On June 26, Barclays was charged with ripping off its own customers. Currency manipulation, Libor price fixing, front running, insider trading - the list goes on and on - all while the U.S. Securities and Exchange Commission is asleep at the wheel.
It was the New York attorney general who has brought this latest securities fraud lawsuit, not the SEC. Despite her ongoing rhetoric, Mary Jo White, the chairwoman of the SEC, has done little to attack any of these ongoing frauds. If the allegations prove true, Barclays lied to its own customers about how they directed orders and the prices their clients paid.
Photo Credit: The Guardian UK
Fragmentation of the securities markets comes at a price. And that price may well be the hardest thing to discover in so many of these of these off market pools. It is the combatants themselves who wish to keep their trades anonymous, further injecting opaqueness into what is supposed to be a transparent market.

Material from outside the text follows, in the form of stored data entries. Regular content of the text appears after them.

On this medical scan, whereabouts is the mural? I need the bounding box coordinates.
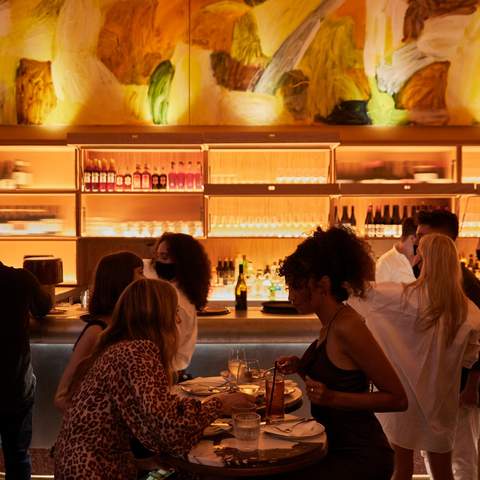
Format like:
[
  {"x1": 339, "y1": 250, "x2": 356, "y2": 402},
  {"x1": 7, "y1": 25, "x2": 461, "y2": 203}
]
[{"x1": 1, "y1": 0, "x2": 480, "y2": 126}]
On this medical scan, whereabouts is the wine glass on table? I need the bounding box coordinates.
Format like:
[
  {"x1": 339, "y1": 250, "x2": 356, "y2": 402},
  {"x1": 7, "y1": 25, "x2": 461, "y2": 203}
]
[{"x1": 228, "y1": 348, "x2": 246, "y2": 385}]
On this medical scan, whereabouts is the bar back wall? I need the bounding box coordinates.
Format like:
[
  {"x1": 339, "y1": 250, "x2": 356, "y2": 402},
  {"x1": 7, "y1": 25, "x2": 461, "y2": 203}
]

The price discovery mechanism is becoming distorted or even worse, as in the case of the bond market, destroyed. There are grave implications for the inability to "discover" the price of a commodity, stock or bond. If the participants are not getting a fair deal, they will look to alternative forums in which to do business. Already high frequency trading accounts for half of all U.S. trading volume. Moving servers closer to or at the exchange to gain a competitive nanosecond is commonplace.

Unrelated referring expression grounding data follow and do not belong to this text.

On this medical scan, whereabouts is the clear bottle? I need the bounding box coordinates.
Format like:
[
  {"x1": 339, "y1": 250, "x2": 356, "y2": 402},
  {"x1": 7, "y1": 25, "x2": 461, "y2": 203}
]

Allowing predators to enter a closed system, advertised as safe and predator free, so they can feed on the unsuspecting participants is a whole new level of fraud and deceit. The complaint alleges that Barclays falsified marketing material, disclosed sensitive information about other customers to high frequency traders and promised to get the best possible prices for its customers, but instead took steps that maximized the bank's profits and executed nearly all of its customer's orders on their trading system instead of on exchanges or other venues where their customers might have been offered a better price.

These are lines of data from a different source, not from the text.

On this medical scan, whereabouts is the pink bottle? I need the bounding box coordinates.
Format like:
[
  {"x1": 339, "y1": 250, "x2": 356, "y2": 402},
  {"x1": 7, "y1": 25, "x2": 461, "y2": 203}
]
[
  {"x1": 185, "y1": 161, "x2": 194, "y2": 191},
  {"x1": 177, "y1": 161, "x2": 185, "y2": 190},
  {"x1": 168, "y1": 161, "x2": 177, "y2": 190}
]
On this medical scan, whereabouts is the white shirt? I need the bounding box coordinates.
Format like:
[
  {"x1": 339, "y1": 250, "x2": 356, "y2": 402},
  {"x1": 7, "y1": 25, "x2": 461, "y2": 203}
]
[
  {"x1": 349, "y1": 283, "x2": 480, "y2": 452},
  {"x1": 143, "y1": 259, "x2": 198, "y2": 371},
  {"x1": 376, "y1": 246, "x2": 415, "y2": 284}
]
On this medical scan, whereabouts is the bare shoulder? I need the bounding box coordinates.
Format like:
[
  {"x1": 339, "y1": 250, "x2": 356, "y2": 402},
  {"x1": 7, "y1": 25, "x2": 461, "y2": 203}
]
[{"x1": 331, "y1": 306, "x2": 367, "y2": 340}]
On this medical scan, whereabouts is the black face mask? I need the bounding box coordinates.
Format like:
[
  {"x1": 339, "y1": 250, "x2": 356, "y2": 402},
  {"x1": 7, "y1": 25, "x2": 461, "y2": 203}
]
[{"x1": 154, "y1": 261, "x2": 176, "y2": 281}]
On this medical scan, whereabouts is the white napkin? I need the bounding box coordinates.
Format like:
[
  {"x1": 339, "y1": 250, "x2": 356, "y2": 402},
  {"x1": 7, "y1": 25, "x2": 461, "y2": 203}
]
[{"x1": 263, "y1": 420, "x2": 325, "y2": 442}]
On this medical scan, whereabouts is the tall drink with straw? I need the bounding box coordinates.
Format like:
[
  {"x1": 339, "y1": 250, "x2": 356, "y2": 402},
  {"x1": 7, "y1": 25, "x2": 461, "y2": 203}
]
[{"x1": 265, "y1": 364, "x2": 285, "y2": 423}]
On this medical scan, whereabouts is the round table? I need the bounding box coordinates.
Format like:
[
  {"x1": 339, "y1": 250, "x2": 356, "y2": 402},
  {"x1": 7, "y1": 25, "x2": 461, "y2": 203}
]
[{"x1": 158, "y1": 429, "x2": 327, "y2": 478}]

I have been writing for years about the travails of the individual investor and the magnitude of fraud they suffer at the hands of the brokerage industry. In the late '80s and mid-'90s Prudential Bache was caught ripping off $8 billion from 400,000 of its own customers. Bank of America, Countrywide Mortgage, Merrill Lynch and Morgan Stanley, to name only a few, have a storied list of defrauded customers. But the cry has always been, "Well that's the retail side, the institutional side would never do anything like that."
In the past few years we have seen fraud upon fraud perpetrated by institutions against one another, a whole new level of wrongdoing and deceit. We are destroying the golden goose for quick profits. Competitive markets are popping up in Singapore, Hong Kong, China and in the U.K. If we don't clean up our markets, end price rigging and the unlawful sharing of inside information, we may find that the reduced trading volume in today's U.S. markets will look like a tsunami compared to the scant trading volume in years to come.